They encountered the most channel cats around Shickshinny and West Falls, so those are good places to start.

It’s hard to beat the North Branch in a lot of places, though. And for those who especially like big fish, such as muskies and catfish, trophies await.

Getting there

 There are countless access points along the North Branch of the Susquehanna River. To reach the one at West Falls as a starting point, from Scranton, follow Route 11 north for roughly two miles. 

Exit onto Route 307 North for about 3.5 miles. Turn left onto Country Club Road, then take Newton Ransom Road, Airport Drive, and Falls Road.
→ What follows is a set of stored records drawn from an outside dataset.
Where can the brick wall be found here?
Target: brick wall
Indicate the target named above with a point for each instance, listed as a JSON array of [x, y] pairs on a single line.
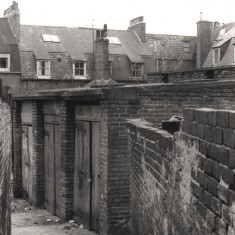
[[160, 102], [115, 182], [17, 149], [5, 171], [183, 184]]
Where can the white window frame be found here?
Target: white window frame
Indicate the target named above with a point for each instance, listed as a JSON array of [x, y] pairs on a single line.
[[39, 68], [234, 53], [79, 76], [214, 59], [137, 68], [6, 56]]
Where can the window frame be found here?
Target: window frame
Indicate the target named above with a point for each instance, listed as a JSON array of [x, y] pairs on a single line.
[[233, 53], [137, 68], [84, 69], [215, 62], [6, 56], [39, 68]]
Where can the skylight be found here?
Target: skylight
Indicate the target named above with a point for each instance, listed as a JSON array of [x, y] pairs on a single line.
[[114, 40], [50, 38]]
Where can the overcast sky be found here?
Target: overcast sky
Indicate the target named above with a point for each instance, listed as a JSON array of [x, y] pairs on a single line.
[[163, 17]]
After 4.9 miles on Falls Road, turn right onto Hoppy Road and then left onto Route 92 south to the launch.

North Branch Susquehanna River

LOCATION: Wyoming, Bradford and Luzerne counties.

SIZE: 138 miles long, starting in Cooperstown, N.Y.

SPECIES: Muskies, flathead catfish, smallmouth bass, walleyes and channel catfish.

WHAT YOU SHOULD KNOW: The muskie population is self-sustaining to the point that stocking is no longer necessary.

Flathead catfish age date also suggests that older individuals (more than five years old) are now becoming more frequently encountered.

The PF&BC ranks the North Branch among the best flowing waters in Pennsylvania for muskies.

The state-record flathead, caught in the Schuylkill River in May 2020, weighed 56 pounds, 3 ounces.